Staunton, January 19 – As a result of the prominence Vladimir Putin has given to his biker buddy “Sawbones,” it should come as no surprise that his rise is triggering conflicts between those like him who are totally loyal to the Kremlin leader and other bikers who are members of what some describe as “unpatriotic bike clubs in the regions.”
What makes this important is that the Kremlin in this way has acquired yet another group of plausibly deniable allies to do its dirty work, including in this case people who are far more inclined to the use of force than even the Orthodox activists who have attacked various opponents of the Kremlin.
Not only does that further undermine what is left of the rule of law in Russia but opens the way to the kind of politicized street violence that recalls the kind which helped bring Hitler and the Nazis to power in Germany in the 1930s and which, even after the Rohm purge, informed much of how Hitler’s regime continued to behave.
Anna Revonenko of the Open Russia portal describes this Russian development. Last week, she reports, members of Sawbones’ Night Wolves biker group attacked the president of the Tver Normandos MC biker organization (openrussia.org/notes/705519/; cf. tvernews.ru/news/218040/).

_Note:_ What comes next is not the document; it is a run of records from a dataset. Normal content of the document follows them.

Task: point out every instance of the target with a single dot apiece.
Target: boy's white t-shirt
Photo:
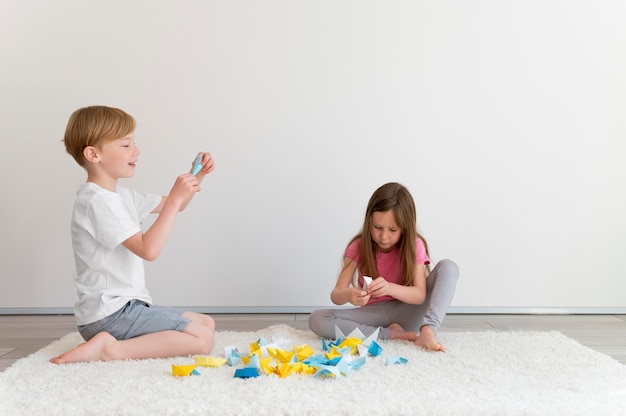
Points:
(108, 275)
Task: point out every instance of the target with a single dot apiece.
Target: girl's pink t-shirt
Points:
(387, 264)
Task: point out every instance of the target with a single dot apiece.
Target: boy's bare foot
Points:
(397, 332)
(426, 339)
(96, 349)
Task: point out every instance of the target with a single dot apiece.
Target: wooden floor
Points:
(21, 335)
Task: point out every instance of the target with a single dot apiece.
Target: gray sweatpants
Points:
(440, 287)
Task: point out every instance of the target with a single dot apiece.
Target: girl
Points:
(405, 298)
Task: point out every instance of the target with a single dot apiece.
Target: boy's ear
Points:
(91, 154)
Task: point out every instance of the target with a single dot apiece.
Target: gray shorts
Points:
(136, 318)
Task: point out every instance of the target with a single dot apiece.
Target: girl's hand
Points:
(358, 297)
(208, 164)
(379, 287)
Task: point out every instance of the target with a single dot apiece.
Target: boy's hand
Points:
(184, 189)
(208, 164)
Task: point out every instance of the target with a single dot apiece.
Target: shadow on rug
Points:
(482, 373)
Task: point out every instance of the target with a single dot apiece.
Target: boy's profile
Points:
(114, 312)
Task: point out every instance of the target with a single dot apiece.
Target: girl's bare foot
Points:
(426, 339)
(397, 332)
(96, 349)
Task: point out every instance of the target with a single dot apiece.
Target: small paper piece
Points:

On the evening of January 14, a group of men Andrey Filchenko, president of the Tver organization, recognized as being members of the Night Wolves group showed up at the Normandos MC club house and said that “they didn’t like [that] club and that they intend to close it down.”
When he challenged them by asking on whose authority they were acting, five of them simply seized him and beat him up, Filchenko says. He has asked the local militia to investigate and there are indications, he adds, that they are doing so. At least they have called him in to give testimony.
Conflicts between the pro-Kremlin Night Wolves and other motorcycle clubs have been taking place for some time. Several months ago, the Night Wolves demanded that all cyclists operate under its banner. The Normandos MC and several other clubs were against doing so, and the Night Wolves got angry.
We’ve always been a politically “neutral” family club, Filchenko says, “one that doesn’t support anyone either other clubs or the Night Wolves.” Until recently, the Night Wolves didn’t like this; but they rarely engaged in violence against those who disagreed. Now that appears to be changing.
“This must not remain unpunished,” Filchenko says. And Revonenko adds that that is especially true given that such ideologically motivated attacks by the Night Wolves have occurred elsewhere with participants declaring that their opponents are American “hirelings” or worse. (See gazeta.ru/social/2015/05/12/6683141.shtml.)
Russian journalist Aleksandr Litoy says that Sawbones and the Night Wolves want to “completely control all the biker subculture” and to that end, they are prepared to put all kinds of pressure, including the use of violence, against “independent motor clubs.”
Such conflicts among biker groups are not unknown in other countries, of course. But what makes this one in Russia worrisome is that Sawbones and his group appear to have the backing of Putin and the upper reaches of the Russian powers that be.
Not only has Putin routinely met with and praised Sawbones and have the Night Wolves sought to ban all groups with international ties as potential instigators of a Maidan in Russia, but at the end of last year, the Kremlin gave the Night Wolves a presidential grant of 3.1 million rubles (50,000 US dollars) to push “the unity of fraternal Slavic peoples via public diplomacy.”